EDIT: -- Ok, it's legit, here is an example of it put to use by the makers of the Dolphin OpenSource series of FineTunes:
> Here I implement in nano-vllm, efficient sample-K logit extraction, as described in "Sparse Logit Sampling: Accelerating Knowledge Distillation in LLMs" by Anshumann et. al. Sampling occurs on the GPU, the non-sampled logits do not get copied out of GPU space. I tried to implement this in @vllm_project, but it was a bit too heavy for me to figure out.
https://github.com/GeeeekExplorer/nano-vllm/pull/34
omneity4 days ago
This is an incredible achievement for a solo developer. The dev is from the Deepseek team by the way.
- Imustaskforhelp4 days ago
  That is crazy! This is so cool ngl.
tt7262594 days ago
After seeing the Docker image for vllm jump +5Gb (to 10Gb!) over the past five months, I grew suspicious of vllm's development practices [1]. It's not easy, for sure, to deal with all those flaky python modules [2].
But having the CUDA packages four times in different layers is questionable! [3]
Yet again, as a college mate of mine used to say, "Don't change it.
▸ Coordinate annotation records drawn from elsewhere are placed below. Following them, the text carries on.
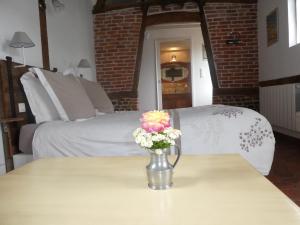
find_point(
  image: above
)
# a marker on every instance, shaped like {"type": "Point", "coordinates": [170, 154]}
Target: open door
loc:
{"type": "Point", "coordinates": [174, 74]}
It works."
--
[1]: https://hub.docker.com/r/vllm/vllm-openai/tags
[2]: https://github.com/vllm-project/vllm/issues/13306
[3]: These kinds of workarounds tend to end up accumulating and never get reviewed back:
- https://github.com/vllm-project/vllm/commit/b07d741661570ef1...
- https://github.com/vllm-project/vllm/commit/68d37809b9b52f4d... (this one in particular probably accounts for +3Gb)
unwind4 days ago
Meta: the Title Casing in the title is pretty obnoxious, "Vllm" is exactly the inverse, casing-wise, of how the project spells its name.
- msephton3 days ago
  Fwiw op has a small window of time to correct the casing after posting
b0a04gl4 days ago
i was skimming through this and kinda surprised how tight the whole thing is. like it does 90% of what vllm does, but the code's readable end to end. no extra infra, no orchestration layers yelling at you. i got it running on local in minutes and throughput actually beat vllm on my 4070. wasn't expecting that.
if we can do this level of performance in 1.2k lines, what if we go the other way split the model across devices or even machines, stream token-by-token, but keep prefix cache consistent across hops. can we design inference engines that think in terms of modular attention scopes instead of monolithic graphs? is it even possible
4 days ago
undefined
mountainriver4 days ago
Love this project, we need more simplifications like this in the current ML environment
zackify4 days ago
Will this end up getting an open ai compatible web server or is that out of scope.
fractorial4 days ago
Did anyone else click in excitedly after misreading ‘Vllm’ as ‘LLVM?’
baalimago4 days ago
So... It's a language model..? As in, not "large"? I'm a bit unsure of the magnitudes here, but surely "nano" and "large" cancel out
- IanCal4 days ago
  No, vLLM is a thing for serving language models: https://github.com/vllm-project/vllm
  - barrenko4 days ago
    Is it more like llama.cpp then? I don't have access to the good hardware.
    jasonjmcghee3 days ago
    llama.cpp is optimized to serve one request at a time.
    vllm is optimized to serve many requests at one time.
    If you were to fine tune a model and wanted to serve it to many users, you would use vllm, not llama.cpp
    jasonjmcghee3 days ago
    Here's a super relevant comment from another post https://news.ycombinator.com/item?id=44366418
futurecliff4 days ago
how did u do it? which portion of vllm refactoring allowed u to get such gains.